Hacker News new | ask | show | jobs
by alok-g 4780 days ago
Thanks. This helps. This was a great idea. I would like to know what your larger project is when you are ready.
1 comments

A natural-language search engine (hence my earlier comments on NLP). I've been using it as a news reader for a while now. Should be able to open invites for the reader part in a month or so.

The crawler collects lots of metadata from content. The vocabulary engine is part of a planned down-the-road feature that will provide additional metadata for crawled content, as well as eventually help users find other users that write comments they want to read. (It has an "anti-social" aspect planned, where user interaction will be allowed on reader content, but the software will encourage users to form loose-knit groups of around 20 or so.)

I think the number one problem of social networks right now is that they try to grow without restraint and force hundreds (or thousands) of people to all interact. But humans aren't wired like that; we don't do that well. What does seem to work well is LiveJournal-style communities, or the BB communities, where people get partitioned off into smaller groups by common interests, with other people crossing between interest groups.

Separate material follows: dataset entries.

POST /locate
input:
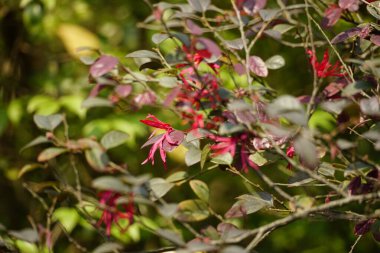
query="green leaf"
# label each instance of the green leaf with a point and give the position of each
(193, 156)
(205, 151)
(322, 121)
(258, 159)
(355, 88)
(248, 204)
(283, 28)
(192, 210)
(157, 38)
(110, 183)
(275, 62)
(167, 210)
(301, 202)
(50, 153)
(234, 249)
(268, 14)
(36, 141)
(143, 54)
(374, 9)
(49, 122)
(200, 189)
(68, 217)
(97, 158)
(326, 169)
(168, 81)
(170, 236)
(177, 176)
(307, 150)
(108, 247)
(29, 167)
(96, 102)
(27, 234)
(288, 107)
(113, 139)
(225, 159)
(200, 5)
(159, 187)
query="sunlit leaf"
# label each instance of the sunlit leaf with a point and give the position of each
(275, 62)
(257, 66)
(143, 54)
(97, 158)
(103, 65)
(106, 183)
(36, 141)
(113, 139)
(49, 122)
(200, 189)
(68, 217)
(200, 5)
(159, 187)
(50, 153)
(108, 247)
(29, 167)
(248, 204)
(27, 234)
(192, 210)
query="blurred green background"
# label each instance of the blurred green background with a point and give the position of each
(40, 72)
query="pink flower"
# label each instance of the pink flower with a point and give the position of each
(230, 145)
(165, 142)
(290, 152)
(324, 68)
(111, 214)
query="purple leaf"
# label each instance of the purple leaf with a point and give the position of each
(257, 66)
(103, 65)
(193, 28)
(123, 90)
(332, 15)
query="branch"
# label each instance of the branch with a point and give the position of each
(299, 215)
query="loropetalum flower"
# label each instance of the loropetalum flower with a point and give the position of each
(164, 142)
(290, 152)
(111, 213)
(230, 145)
(324, 68)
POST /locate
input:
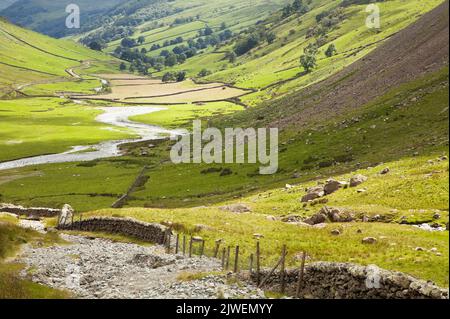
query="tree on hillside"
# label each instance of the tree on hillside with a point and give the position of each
(168, 77)
(308, 60)
(271, 37)
(141, 39)
(331, 50)
(204, 72)
(208, 31)
(171, 59)
(128, 42)
(247, 44)
(94, 45)
(181, 76)
(231, 57)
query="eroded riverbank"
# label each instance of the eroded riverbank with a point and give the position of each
(114, 116)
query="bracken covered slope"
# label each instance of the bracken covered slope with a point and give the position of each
(420, 49)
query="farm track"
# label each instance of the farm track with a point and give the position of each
(418, 50)
(37, 48)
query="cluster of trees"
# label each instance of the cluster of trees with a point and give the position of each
(347, 3)
(128, 42)
(167, 43)
(309, 58)
(325, 22)
(107, 34)
(255, 37)
(297, 7)
(174, 76)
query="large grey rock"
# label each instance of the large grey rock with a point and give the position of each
(331, 186)
(357, 180)
(316, 219)
(236, 208)
(336, 215)
(313, 193)
(66, 216)
(369, 240)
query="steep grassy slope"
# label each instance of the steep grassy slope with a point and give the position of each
(395, 121)
(395, 249)
(48, 17)
(12, 285)
(6, 3)
(28, 57)
(274, 69)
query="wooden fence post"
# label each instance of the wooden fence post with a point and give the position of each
(300, 275)
(282, 271)
(258, 263)
(236, 259)
(224, 251)
(168, 242)
(190, 247)
(227, 265)
(202, 249)
(271, 271)
(216, 249)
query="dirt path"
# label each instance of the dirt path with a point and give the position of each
(100, 268)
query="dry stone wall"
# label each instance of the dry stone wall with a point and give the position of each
(30, 211)
(327, 280)
(148, 232)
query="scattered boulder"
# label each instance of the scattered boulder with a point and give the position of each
(319, 201)
(66, 216)
(313, 193)
(291, 219)
(335, 232)
(369, 240)
(336, 215)
(331, 186)
(236, 208)
(357, 180)
(151, 261)
(315, 219)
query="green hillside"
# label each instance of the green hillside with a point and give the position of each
(29, 58)
(375, 102)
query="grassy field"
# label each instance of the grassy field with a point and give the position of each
(405, 129)
(278, 62)
(48, 125)
(156, 91)
(176, 116)
(30, 58)
(12, 286)
(421, 186)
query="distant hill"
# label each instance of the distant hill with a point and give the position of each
(48, 16)
(27, 57)
(6, 3)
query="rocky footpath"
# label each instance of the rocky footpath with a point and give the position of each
(100, 268)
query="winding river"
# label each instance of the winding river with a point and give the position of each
(115, 116)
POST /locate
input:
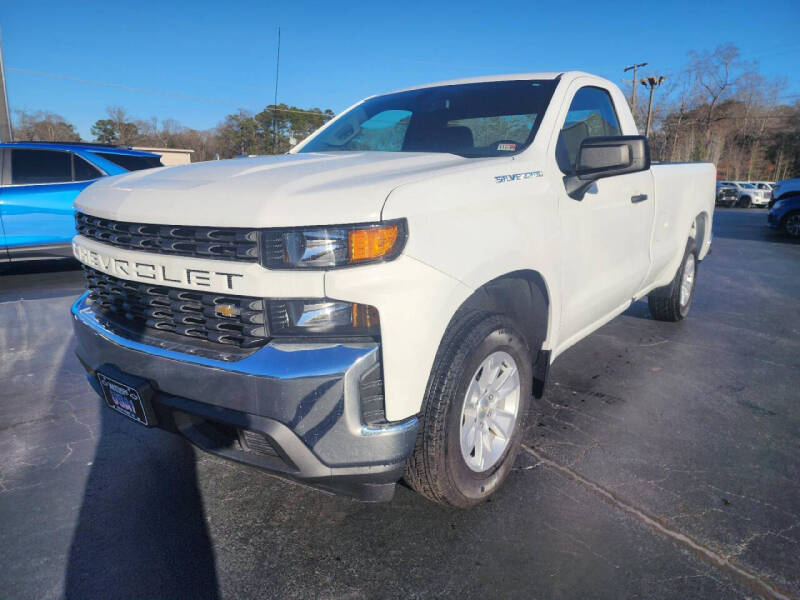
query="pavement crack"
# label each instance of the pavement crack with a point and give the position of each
(743, 575)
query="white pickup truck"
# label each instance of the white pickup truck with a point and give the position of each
(385, 301)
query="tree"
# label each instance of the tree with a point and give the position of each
(43, 126)
(277, 124)
(237, 134)
(118, 128)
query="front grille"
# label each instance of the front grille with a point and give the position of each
(216, 322)
(229, 243)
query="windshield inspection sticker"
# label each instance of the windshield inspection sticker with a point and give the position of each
(517, 176)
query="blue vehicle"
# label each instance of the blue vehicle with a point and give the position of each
(784, 214)
(38, 185)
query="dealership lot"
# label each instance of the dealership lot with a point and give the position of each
(665, 463)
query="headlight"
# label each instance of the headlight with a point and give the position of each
(321, 316)
(332, 246)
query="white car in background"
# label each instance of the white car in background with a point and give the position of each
(749, 194)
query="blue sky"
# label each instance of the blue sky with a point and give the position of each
(198, 61)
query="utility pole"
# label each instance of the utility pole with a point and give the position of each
(275, 104)
(633, 68)
(652, 83)
(5, 119)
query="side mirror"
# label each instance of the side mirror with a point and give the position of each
(601, 157)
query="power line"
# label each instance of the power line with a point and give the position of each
(168, 94)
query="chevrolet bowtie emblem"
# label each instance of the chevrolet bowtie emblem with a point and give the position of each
(227, 310)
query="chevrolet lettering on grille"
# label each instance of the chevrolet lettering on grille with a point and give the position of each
(148, 269)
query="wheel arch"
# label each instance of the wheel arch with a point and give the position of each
(523, 296)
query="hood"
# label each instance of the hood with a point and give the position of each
(274, 191)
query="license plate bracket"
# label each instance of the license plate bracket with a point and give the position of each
(128, 395)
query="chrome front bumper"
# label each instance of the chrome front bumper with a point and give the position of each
(304, 398)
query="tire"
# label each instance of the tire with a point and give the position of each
(665, 302)
(791, 225)
(438, 467)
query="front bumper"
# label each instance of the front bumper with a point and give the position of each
(301, 401)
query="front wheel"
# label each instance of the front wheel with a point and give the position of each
(791, 225)
(672, 301)
(474, 414)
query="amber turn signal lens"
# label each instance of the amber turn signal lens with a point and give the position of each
(365, 316)
(372, 243)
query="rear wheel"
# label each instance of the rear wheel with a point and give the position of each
(672, 301)
(791, 224)
(475, 410)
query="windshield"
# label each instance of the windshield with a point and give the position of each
(496, 118)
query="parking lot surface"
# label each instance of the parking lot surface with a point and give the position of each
(664, 463)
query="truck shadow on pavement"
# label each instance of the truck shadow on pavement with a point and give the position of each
(141, 532)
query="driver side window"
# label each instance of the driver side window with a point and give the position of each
(591, 114)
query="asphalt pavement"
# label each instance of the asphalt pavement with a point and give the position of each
(665, 463)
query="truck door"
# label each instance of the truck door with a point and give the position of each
(37, 196)
(605, 237)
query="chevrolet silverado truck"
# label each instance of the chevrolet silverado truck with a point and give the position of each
(385, 301)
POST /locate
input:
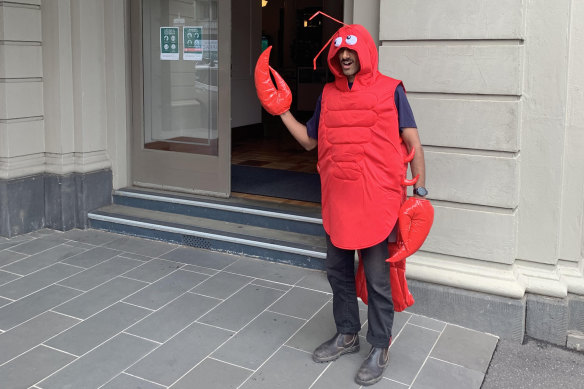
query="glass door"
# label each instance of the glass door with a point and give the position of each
(181, 137)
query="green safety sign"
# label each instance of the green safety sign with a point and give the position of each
(193, 43)
(169, 43)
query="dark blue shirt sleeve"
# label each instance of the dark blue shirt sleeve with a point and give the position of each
(312, 123)
(404, 113)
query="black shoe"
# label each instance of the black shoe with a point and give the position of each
(372, 368)
(335, 347)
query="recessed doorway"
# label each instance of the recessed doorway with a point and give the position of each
(266, 159)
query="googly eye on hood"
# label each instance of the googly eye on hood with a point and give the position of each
(357, 38)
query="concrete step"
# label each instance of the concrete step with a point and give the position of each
(284, 217)
(204, 226)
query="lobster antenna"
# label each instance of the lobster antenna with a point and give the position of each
(329, 41)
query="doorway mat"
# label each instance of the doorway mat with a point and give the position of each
(275, 183)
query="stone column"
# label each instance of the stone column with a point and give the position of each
(22, 139)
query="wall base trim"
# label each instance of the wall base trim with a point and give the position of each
(55, 201)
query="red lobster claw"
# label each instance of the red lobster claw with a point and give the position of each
(408, 158)
(400, 294)
(415, 220)
(275, 101)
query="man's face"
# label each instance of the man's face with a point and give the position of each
(349, 63)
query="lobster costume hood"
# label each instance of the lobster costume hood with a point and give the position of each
(360, 156)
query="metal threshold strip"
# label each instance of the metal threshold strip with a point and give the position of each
(222, 207)
(224, 238)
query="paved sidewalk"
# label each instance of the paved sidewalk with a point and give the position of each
(91, 309)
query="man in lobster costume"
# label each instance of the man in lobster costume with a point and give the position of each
(366, 136)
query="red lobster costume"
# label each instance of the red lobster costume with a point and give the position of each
(361, 159)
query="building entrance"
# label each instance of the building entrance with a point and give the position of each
(266, 159)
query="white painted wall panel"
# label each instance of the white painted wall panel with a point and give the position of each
(21, 99)
(19, 138)
(489, 236)
(478, 69)
(544, 137)
(571, 232)
(20, 24)
(451, 19)
(20, 61)
(473, 179)
(466, 123)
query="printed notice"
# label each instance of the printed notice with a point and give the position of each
(169, 43)
(192, 43)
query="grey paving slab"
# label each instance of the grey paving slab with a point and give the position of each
(43, 232)
(176, 357)
(408, 353)
(153, 270)
(105, 271)
(101, 364)
(43, 259)
(124, 381)
(97, 329)
(140, 246)
(166, 289)
(143, 258)
(6, 277)
(31, 367)
(37, 280)
(316, 280)
(31, 333)
(7, 244)
(173, 317)
(200, 269)
(7, 257)
(318, 329)
(92, 257)
(4, 302)
(399, 321)
(287, 369)
(213, 374)
(264, 335)
(30, 306)
(199, 257)
(270, 284)
(427, 322)
(439, 374)
(91, 236)
(340, 374)
(302, 303)
(465, 347)
(81, 245)
(101, 297)
(267, 270)
(36, 245)
(222, 285)
(242, 307)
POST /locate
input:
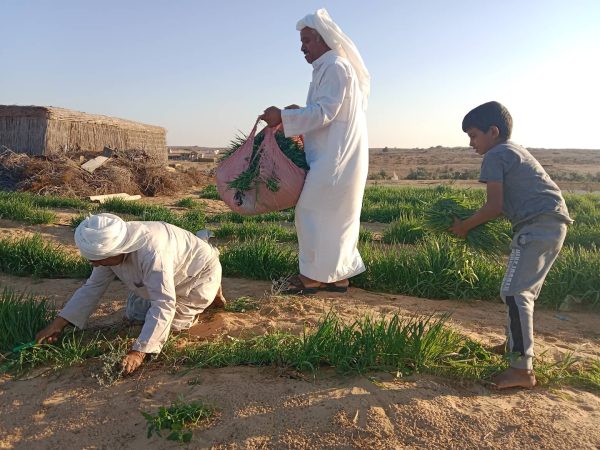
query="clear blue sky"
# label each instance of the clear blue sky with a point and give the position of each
(206, 69)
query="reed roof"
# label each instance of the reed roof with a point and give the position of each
(62, 114)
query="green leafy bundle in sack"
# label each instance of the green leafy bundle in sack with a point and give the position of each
(292, 148)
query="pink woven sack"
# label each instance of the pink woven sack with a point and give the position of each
(273, 164)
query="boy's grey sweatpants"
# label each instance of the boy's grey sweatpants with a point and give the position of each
(534, 248)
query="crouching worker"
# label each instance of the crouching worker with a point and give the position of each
(172, 276)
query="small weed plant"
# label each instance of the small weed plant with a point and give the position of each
(179, 418)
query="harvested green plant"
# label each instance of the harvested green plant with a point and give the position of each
(179, 419)
(291, 147)
(242, 304)
(111, 370)
(491, 238)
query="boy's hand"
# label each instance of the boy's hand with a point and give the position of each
(132, 360)
(52, 332)
(271, 115)
(459, 228)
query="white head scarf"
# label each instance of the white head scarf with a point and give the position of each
(337, 40)
(104, 235)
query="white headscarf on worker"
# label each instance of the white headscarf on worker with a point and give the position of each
(104, 235)
(339, 42)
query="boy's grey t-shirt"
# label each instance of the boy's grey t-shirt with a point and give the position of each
(528, 190)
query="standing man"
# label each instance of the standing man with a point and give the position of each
(333, 124)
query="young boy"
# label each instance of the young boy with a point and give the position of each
(519, 188)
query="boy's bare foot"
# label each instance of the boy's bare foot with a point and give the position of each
(499, 349)
(514, 378)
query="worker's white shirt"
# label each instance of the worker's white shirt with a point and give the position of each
(164, 271)
(336, 144)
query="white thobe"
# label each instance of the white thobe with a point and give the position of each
(176, 271)
(336, 145)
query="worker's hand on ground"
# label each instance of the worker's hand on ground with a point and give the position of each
(459, 228)
(132, 360)
(271, 115)
(52, 332)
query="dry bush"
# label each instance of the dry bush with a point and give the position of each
(134, 172)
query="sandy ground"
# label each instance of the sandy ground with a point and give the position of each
(269, 408)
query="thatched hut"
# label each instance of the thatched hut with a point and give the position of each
(41, 130)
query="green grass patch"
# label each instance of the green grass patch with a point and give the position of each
(434, 268)
(178, 419)
(252, 230)
(21, 317)
(275, 216)
(210, 192)
(192, 220)
(401, 346)
(48, 201)
(33, 256)
(492, 238)
(73, 348)
(406, 230)
(261, 259)
(187, 203)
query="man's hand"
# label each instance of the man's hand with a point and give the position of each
(132, 360)
(52, 332)
(271, 115)
(459, 228)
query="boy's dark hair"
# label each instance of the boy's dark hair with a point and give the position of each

I'm not super excited about the community stuff though. The NLP work has been a blast so far, the interpreter I wrote seems to be working out well. I took a somewhat naive, very clean approach to NLP, and I think it'll support up to a few thousand different types of metadata (I can't even imagine that yet) and at least as many different phrases. I have a little more mostly front-end work to do on the reader, then after that I'll start working on providing direct access to the search engine behind the reader. (The reader isn't an RSS reader, it's a search engine interface that lets you use the results from searches as news feeds -- like, right now I have a "front page of HN" news feed. Reddit content is also being crawled, I just need to edit the parser to accept a query like, "front page of HN and r/technology and r/startups".) Eventually I'll mess around with the community part.

So, for example, users with an account on the reader (and, later, the search engine) might have articles closer to their own reading level get a mild rankings boost.